Gleeden a interrogé de manière plus approfondie 52 clientes sur leurs motivations. Classiques au fond : réveiller une libido en berne, prouver qu’elles peuvent encore séduire ou plaire, ou bien encore avoir le besoin de se sentir exister en tant que femme. La plupart pratiquent une infidélité «invisible», afin de préserver leur union. «Contrairement à ce que l’on pourrait imaginer, elles aiment toujours leur conjoint et ne souhaitent pas s’en séparer, assure Solène Paillet, directrice de la communication et du marketing de la plate-forme. Elles ont juste besoin d’un peu d’extra dans une vie devenue trop ordinaire.»
Des motivations assez proches in fine de celles de leurs homologues masculins. Et un goût pour l’aventure très hexagonal. «L’amour à la française, s’il fallait le définir, ce ne serait pas la galanterie, mais plutôt l’infidélité»,rebondit Maïa Mazaurette, célèbre chroniqueuse de la vie amoureuse dans M, le magazine du Monde. Et d’ajouter: «La tolérance relative à l’infidélité est sans doute la seule spécificité française.»
De plus en plus de femmes libres
Chez les femmes, en tout cas, le goût pour l’infidélité progresse. En 2001 déjà, d’après une enquête de l’Ifop, un quart d’entre elles, en couple, déclaraient «avoir eu un rapport sexuel avec une autre personne que [leur] conjoint», contre 39% pour les hommes.

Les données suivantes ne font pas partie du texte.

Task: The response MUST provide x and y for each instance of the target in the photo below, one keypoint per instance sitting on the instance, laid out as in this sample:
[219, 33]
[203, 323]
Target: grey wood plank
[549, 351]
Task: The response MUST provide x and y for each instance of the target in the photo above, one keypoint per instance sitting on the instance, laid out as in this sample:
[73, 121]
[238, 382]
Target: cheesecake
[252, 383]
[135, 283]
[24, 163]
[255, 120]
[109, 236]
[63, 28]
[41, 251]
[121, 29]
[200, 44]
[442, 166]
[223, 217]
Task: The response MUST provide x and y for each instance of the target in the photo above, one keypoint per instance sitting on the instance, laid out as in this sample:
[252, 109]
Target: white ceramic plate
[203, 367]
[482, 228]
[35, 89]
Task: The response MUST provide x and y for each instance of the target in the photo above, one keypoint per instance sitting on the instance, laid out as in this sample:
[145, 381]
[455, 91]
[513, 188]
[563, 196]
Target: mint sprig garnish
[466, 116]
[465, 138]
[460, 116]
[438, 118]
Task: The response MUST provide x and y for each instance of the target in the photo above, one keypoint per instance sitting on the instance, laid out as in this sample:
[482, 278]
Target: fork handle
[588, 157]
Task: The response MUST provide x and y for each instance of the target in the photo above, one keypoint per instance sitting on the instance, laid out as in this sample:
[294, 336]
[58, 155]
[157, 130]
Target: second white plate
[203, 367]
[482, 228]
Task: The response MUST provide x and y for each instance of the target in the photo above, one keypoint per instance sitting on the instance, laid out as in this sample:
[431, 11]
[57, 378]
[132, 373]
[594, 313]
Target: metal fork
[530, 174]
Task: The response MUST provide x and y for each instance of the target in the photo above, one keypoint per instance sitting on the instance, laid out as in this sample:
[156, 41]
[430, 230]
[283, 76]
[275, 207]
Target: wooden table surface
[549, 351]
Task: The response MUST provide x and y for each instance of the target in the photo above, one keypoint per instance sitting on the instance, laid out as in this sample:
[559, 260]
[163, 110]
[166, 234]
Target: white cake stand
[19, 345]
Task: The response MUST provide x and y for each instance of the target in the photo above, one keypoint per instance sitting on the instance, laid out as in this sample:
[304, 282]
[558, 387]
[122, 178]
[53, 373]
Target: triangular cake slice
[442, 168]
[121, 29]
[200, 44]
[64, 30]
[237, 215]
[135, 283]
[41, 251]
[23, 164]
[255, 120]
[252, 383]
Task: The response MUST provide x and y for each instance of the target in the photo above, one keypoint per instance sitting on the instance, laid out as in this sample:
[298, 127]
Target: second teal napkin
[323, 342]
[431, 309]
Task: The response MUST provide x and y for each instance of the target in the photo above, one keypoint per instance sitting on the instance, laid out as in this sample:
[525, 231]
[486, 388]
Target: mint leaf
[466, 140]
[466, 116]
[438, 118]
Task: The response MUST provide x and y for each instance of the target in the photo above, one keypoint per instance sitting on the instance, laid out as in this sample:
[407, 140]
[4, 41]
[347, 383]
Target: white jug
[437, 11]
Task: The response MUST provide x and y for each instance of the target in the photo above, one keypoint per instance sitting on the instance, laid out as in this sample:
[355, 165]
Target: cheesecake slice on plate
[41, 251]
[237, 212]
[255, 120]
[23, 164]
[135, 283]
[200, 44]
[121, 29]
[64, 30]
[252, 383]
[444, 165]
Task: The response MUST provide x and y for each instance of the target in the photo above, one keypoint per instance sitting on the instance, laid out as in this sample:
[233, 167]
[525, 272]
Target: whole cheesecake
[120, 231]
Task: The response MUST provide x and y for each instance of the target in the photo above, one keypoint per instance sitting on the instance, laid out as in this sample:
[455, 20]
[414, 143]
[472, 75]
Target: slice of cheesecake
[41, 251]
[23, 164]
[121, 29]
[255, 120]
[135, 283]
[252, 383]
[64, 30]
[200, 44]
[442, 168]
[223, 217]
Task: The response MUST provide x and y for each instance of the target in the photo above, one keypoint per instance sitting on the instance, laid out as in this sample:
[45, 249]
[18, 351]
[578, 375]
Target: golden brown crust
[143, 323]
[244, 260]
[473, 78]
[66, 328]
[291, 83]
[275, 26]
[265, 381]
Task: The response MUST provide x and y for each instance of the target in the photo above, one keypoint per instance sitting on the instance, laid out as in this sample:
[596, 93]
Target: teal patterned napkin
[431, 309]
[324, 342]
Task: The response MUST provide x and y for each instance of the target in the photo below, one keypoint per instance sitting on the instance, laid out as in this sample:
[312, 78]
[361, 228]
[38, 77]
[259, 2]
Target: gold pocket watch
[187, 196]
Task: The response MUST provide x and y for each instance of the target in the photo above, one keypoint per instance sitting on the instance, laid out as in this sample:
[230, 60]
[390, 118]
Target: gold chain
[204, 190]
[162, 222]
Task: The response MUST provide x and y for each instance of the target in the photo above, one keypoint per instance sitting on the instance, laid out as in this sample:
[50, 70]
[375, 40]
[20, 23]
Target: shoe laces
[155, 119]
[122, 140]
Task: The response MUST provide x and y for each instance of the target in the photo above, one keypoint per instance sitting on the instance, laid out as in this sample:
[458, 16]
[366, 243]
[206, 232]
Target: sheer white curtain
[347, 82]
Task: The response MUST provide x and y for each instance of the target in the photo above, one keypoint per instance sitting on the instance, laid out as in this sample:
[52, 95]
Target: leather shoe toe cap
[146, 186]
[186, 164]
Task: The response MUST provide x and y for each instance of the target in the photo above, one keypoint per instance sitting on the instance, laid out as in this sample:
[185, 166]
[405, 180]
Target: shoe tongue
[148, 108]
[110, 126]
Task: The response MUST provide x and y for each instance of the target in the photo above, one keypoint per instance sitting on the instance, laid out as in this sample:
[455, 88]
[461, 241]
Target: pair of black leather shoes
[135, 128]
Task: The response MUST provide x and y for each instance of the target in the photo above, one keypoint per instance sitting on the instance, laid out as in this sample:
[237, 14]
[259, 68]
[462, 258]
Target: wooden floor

En 2016, elles étaient 33%. Et 16% d’entre elles vivaient une relation extraconjugale au moment même de la réalisation de l’étude. D’année en année, l’Ifop a pris l’habitude de nous livrer une photographie complète de l’infidélité en France.
Parmi ses statistiques, des chiffres surprenants. On y découvre, par exemple, que 41% des femmes protestantes déclarent avoir été infidèles au moins une fois dans leur vie. À titre de comparaison, «seulement» 29% des catholiques pratiquantes ayant répondu à cette étude ont été infidèles au moins une fois. Y a-t-il plus de femmes infidèles à droite qu’à gauche ? Grâce à l’Ifop, nous pouvons apprendre qu’une majeure partie d’entre elles votent aux extrêmes : Front de gauche, Front national (aujourd’hui Rassemblement national) ou encore Nouveau parti anticapitaliste (NPA). Alors que seulement 30% des femmes écologistes s’adonnent à la tromperie. L’un des chiffres les plus bas. Autre statistique marquante : près d’une femme sur deux résidant dans l’ex-région Languedoc-Roussillon a déjà eu un rapport sexuel avec une autre personne que son partenaire au cours de sa vie.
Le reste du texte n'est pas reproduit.